Thursday, March 17, 2011

Too Familiar

Today in our staff changeover meeting (for those that don't know, that's where the first shift staff pass on any pertinent info to the second shifters so we will be prepared for the night), after all the kid stuff was shared, we stumbled into a deeply personal conversation with one of my coworkers.  She started talking about how her world was being rocked because of a sermon that she heard at church last Sunday, and not in a good way.  She felt judged and specifically called out by the pastor on a certain issue.  Not by name of course, but her as a woman in a specific situation.

So what was it that disturbed her so badly?  She was in sin for running her household.  She was made to feel ungodly for being a take charge kinda girl.  Luckily for me, I was able to hear some of the depth of her situation before I opened my mouth.  With tears in her eyes, she proceeded to say that if she didn't do things around the house, that they simply would not get done because her husband simply doesn't care. It became clear to me that this wasn't a case of a controlling woman that didn't trust anybody to get it right.  It was someone crying out for leadership and not knowing what do in the lack of that leadership.  As we talked it went even deeper into her husband's perceived basic lack of ability to allow himself to be present at all to uncomfortable feelings, most notably grief.  My heart broke with her.

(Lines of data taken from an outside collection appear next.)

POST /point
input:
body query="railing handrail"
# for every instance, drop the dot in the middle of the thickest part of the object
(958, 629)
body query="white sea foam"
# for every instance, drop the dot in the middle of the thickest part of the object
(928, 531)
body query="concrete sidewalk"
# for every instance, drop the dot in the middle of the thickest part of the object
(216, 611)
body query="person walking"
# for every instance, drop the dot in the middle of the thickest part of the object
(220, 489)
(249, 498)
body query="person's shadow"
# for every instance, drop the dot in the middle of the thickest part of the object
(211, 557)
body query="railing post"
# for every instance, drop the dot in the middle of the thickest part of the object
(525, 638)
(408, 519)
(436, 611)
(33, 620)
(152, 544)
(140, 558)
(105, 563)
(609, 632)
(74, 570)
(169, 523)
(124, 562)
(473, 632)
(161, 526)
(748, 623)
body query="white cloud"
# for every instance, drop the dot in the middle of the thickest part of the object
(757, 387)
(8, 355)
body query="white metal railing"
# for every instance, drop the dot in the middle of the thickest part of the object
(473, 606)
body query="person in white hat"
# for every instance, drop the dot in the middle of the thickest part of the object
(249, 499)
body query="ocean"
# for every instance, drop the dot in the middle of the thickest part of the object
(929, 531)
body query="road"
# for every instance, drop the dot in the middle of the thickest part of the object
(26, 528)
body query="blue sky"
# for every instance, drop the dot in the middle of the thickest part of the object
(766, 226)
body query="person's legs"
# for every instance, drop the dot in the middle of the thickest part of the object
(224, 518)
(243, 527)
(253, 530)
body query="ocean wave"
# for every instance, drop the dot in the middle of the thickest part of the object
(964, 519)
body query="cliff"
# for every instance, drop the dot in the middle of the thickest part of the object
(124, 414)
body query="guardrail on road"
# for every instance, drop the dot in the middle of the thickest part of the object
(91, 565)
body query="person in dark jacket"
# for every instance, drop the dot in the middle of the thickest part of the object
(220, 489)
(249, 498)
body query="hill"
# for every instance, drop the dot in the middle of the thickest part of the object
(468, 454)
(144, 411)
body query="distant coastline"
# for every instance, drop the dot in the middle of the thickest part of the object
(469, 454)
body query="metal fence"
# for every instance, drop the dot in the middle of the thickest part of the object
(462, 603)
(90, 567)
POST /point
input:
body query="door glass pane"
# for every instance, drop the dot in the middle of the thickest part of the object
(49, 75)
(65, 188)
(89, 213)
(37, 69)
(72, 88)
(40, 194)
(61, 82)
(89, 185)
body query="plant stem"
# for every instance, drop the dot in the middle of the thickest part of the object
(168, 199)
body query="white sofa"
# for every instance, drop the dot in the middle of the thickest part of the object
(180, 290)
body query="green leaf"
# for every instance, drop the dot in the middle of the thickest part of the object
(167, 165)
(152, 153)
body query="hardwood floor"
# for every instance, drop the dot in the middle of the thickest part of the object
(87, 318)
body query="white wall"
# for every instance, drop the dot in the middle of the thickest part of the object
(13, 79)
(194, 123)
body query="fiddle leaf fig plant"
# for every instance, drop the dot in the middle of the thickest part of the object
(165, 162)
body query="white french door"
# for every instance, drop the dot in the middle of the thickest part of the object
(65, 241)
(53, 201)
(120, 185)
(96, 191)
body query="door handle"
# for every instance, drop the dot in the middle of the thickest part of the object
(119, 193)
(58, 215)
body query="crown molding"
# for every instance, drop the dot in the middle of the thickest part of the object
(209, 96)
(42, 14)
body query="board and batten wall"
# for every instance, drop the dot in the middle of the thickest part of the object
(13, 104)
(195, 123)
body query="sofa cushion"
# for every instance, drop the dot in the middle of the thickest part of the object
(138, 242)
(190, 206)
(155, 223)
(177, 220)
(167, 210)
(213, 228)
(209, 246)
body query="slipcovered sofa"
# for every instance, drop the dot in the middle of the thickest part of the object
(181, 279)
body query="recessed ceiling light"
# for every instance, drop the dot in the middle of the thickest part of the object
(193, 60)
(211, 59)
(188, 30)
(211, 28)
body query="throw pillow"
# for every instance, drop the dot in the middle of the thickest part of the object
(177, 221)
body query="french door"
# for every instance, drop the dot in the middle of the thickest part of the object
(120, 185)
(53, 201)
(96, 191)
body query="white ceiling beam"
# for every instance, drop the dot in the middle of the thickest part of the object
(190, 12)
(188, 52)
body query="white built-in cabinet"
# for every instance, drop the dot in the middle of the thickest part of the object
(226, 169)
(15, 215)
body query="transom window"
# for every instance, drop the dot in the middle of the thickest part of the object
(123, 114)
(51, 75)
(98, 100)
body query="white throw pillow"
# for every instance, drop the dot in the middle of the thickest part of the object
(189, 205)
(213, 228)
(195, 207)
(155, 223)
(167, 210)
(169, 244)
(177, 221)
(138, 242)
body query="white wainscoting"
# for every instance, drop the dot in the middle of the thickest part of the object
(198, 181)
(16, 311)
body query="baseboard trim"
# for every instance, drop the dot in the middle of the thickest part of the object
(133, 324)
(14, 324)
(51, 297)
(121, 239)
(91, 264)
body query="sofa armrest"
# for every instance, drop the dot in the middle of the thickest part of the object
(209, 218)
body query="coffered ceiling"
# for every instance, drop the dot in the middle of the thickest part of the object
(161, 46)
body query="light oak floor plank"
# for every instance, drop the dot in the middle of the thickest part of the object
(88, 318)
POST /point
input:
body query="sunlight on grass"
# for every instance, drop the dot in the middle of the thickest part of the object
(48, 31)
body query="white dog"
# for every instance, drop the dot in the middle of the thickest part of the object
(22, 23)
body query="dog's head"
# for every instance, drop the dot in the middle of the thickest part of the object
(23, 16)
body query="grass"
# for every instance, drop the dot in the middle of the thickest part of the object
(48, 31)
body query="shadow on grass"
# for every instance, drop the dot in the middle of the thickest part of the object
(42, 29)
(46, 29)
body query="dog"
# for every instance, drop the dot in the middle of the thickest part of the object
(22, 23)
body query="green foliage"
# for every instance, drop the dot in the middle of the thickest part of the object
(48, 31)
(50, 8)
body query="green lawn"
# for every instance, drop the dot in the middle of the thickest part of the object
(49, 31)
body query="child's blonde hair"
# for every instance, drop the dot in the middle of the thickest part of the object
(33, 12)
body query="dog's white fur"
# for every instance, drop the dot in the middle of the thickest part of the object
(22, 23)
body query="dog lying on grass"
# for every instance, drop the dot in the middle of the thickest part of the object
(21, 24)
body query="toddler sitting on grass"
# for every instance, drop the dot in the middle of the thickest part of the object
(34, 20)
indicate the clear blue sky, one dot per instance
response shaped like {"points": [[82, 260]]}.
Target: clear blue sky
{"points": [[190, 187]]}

I was able to minister to her and encourage her in some things that I thought might be helpful to her.  (In a public setting in front of several of my coworkers.  One good thing about working at a place that is faith based is that nobody bats an eye when you pray with or speak scripture to someone.)  I couldn't help but feel that I was put there to comfort and encourage her because I understood the other side of her struggle.  I know what it is like to be that man, maybe not that extreme, and I know what helped me start moving out of that mind set.  I recommended the book Fathered by God written by John Eldredge.  It talks a lot about how men that grew up with absent fathers never learned many of the things that God desires us to walk in as men.  The solution?  He will teach us Himself.

Reading that book started me down a path of asking God to teach me some very difficult things that I realized I was lacking.  Months later, I am still painfully struggling for even just a bit of growth in some of these things.

The most bitter revelation came as I realized my wife had probably had very similar conversations with others about me.  My passive aggressive stance at times can make me very hard to deal with.  I know that my refusal to move and engage on certain things has made my wife feel much the same as my coworker--If I don't do it, it won't get done.

How could I so easily see the pain that my friend was in, and yet I never realized until I saw it in someone else just how hard it must have been at times for the one that I pledged my heart and life to?

Lord, help me again to fight passionately for the heart of the one I love, and to love well the one I fight for.  She is worth it!  Help me to be worthy of her.